After the coffee break, Fiona delivered the long awaited results of last year’s Drama Competition.

1st  Carey McCabe

2nd   Graeme St Clair

3rd  Carolyn O’Hara

Congratulations to the winners.

Writing prompt number four asked What if you woke in the night and the light won’t work – why?

We had lots of duff bulbs and blown fuses. Damaris blamed the dog for tripping over the cable and pulling the plug out. Kirsty had an evil blackness swallowing all the light in the world – (creepy) My worrying night-time experience was revealed as a dream by the unexpected presence of orange, fluffy slippers.

Our final exercise was – What if you find an old chest of drawers with a piece of paper inside? What does it say?

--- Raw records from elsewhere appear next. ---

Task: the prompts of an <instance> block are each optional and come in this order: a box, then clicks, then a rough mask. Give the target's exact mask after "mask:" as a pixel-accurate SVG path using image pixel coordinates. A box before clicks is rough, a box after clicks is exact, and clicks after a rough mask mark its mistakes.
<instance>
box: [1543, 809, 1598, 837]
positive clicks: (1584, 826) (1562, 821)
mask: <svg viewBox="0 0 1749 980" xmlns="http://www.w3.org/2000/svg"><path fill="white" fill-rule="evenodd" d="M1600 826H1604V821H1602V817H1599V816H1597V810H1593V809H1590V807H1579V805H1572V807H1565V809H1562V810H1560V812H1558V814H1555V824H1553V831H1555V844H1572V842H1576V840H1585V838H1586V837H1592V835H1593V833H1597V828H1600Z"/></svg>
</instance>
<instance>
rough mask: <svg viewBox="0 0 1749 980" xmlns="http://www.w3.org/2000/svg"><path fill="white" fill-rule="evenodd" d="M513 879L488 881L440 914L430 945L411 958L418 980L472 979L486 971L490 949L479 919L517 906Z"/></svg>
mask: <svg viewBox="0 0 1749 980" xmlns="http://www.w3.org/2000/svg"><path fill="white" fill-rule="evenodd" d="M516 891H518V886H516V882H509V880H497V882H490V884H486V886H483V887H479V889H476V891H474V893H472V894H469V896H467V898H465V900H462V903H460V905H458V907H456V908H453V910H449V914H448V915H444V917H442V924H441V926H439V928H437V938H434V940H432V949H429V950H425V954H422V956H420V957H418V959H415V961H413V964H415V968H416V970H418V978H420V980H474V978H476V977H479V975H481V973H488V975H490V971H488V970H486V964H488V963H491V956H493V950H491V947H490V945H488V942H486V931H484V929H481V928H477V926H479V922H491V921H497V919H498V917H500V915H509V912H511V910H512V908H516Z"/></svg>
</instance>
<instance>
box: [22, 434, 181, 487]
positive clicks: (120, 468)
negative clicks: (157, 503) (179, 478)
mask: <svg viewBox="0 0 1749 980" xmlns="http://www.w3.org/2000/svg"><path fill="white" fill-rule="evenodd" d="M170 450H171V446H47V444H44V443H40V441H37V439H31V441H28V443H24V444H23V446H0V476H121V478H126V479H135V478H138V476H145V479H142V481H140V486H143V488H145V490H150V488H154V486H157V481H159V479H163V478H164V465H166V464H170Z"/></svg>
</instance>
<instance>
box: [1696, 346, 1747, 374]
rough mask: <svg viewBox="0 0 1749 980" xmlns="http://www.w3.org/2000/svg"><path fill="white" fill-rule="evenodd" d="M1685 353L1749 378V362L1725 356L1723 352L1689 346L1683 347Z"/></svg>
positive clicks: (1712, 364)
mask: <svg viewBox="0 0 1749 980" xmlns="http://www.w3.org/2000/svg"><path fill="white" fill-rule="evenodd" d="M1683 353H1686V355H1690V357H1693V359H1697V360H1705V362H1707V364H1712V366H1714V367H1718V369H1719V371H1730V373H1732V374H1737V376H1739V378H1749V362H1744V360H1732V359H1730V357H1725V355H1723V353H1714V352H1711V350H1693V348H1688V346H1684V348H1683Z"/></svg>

Nigel’s was a lovely piece full of wood-working references, as his chest of drawers was an apprentice piece. Tony’s junk shop bargain held an envelope saying ‘Do not open.’ Inside was a note saying, ‘Didn’t you read the envelope?’ Ha, ha! My torn paper only had half a message, so we shall never know where the key to the safe is hidden. Damaris’s note says ‘Destroy me – I will self destruct.’ Destroy what – the paper or the chest? Damaris is still waiting for the bang.

So, another enjoyable and productive evening. Thank you Jeanette for a great selection of prompts. You never know, some of these might surface in future competitions as stories, sketches or poems. We’ll be looking out for them.

Maggie Bolton

One comment

  1. Joanne Bailey

    Excellent blog Maggie, and very prompt.